Every sinking is different.
Estonia flooded through the open bow visor, it listed and the machinery spaces flooded through deck and superstructure openings.
Why does it need to turn 'belly up'
That's something you invented. Very few ships sink 'belly up'
Indeed, a ship sinks for exactly and only one reason: it has lost buoyancy. That loss can occur for any of a number of reasons, and with the ship in any orientation. Stated better, the ship's orientation is utterly irrelevant to its buoyancy.
How a ship maintains roll stability is an entirely separate matter of physics involving the center of gravity and the center of buoyancy. There is a simple model for reckoning this in terms of a derived property called metacentric height. The righting moment in a roll is determined by the righting arm, a conceptual geometrical construct in the model. The way the ship behaves under normal circumstances is governed by the simple form of this model, which includes the concept of the angle of vanishing stability, where the direction of the righting arm reverses, the roll rate increases, and the ship capsizes.

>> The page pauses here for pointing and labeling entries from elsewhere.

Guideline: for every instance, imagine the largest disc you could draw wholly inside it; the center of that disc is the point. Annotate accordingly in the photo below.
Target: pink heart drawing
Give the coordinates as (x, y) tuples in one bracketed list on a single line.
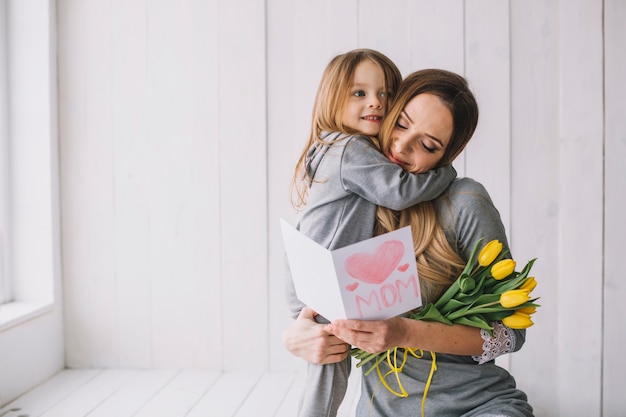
[(375, 268)]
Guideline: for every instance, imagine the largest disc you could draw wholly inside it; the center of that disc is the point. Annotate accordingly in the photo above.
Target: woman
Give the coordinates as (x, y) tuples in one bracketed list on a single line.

What's important about this model is that it deals with
external forces that cause roll, such as wind and waves. Consequently it fixes the center of gravity and allows only the center of buoyancy to vary. This is what is meant when the model is said to work only for an intact hull. If the vessel begins to ship water for any reason, the free surface effect preferentially directs water to the low side of the ship. This then causes the center of gravity to become a variable in the model instead of a fixed point. (The same thing can happen with shifting cargo.) When this happens, the righting arm doesn't work as intended in the intact-hull case. The simple form of the model no longer describes the physical behavior of the vessel. One of the things that can happen is that the righting moment can be zero with the ship at some arbitrary roll angle. Specifically the righting arm has a length of zero with the ship at that roll angle. There is no physical law dictating that a ship taking on water must continue to attempt to right itself, or indeed must increase its roll rate as the former angle of vanishing stability is exceeded. In effect, the computation of that angle is now dynamic owing to the independently varying centers of gravity and buoyancy.
Further, the center of buoyancy is merely the center of mass of the volume of water displaced by the vessel. In the orientations contemplated by the naval architect, this would be restricted to a fairly manageable envelope of values. A foundering ship quickly exceeds that envelope. Again, the external-force physics of ship roll stability break down quite quickly when the vessel begins to take on water.
Finally, as we have discussed at length and then witnessed in the loss of the sailing yacht
Bayesian, the important angle is usually not the angle of vanishing stability, but the downflooding angle. This is the roll angle at which the first opening into the hull passes below the water surface and allows water to begin entering the hull. That's the angle at which center of gravity starts to become a variable rather than a fixed point. And it's also—separately—the time when buoyancy begins to decrease.
No two sinking vessels progress through all the possible physical states, and no two sinking vessels will progress through them in the same order or the same rate. And this part of the physics dialogue is where Vixen utterly flunked the test. She got hung up on the basic concepts of points, lines, and vectors—those things you start learning about in primary school. And she could not contemplate at all what would be needed to adjust the model to account for flooding. So no, when Vixen tries to explain how ship's sink, the premise, "...and I know what I'm talking about," was proven false long ago.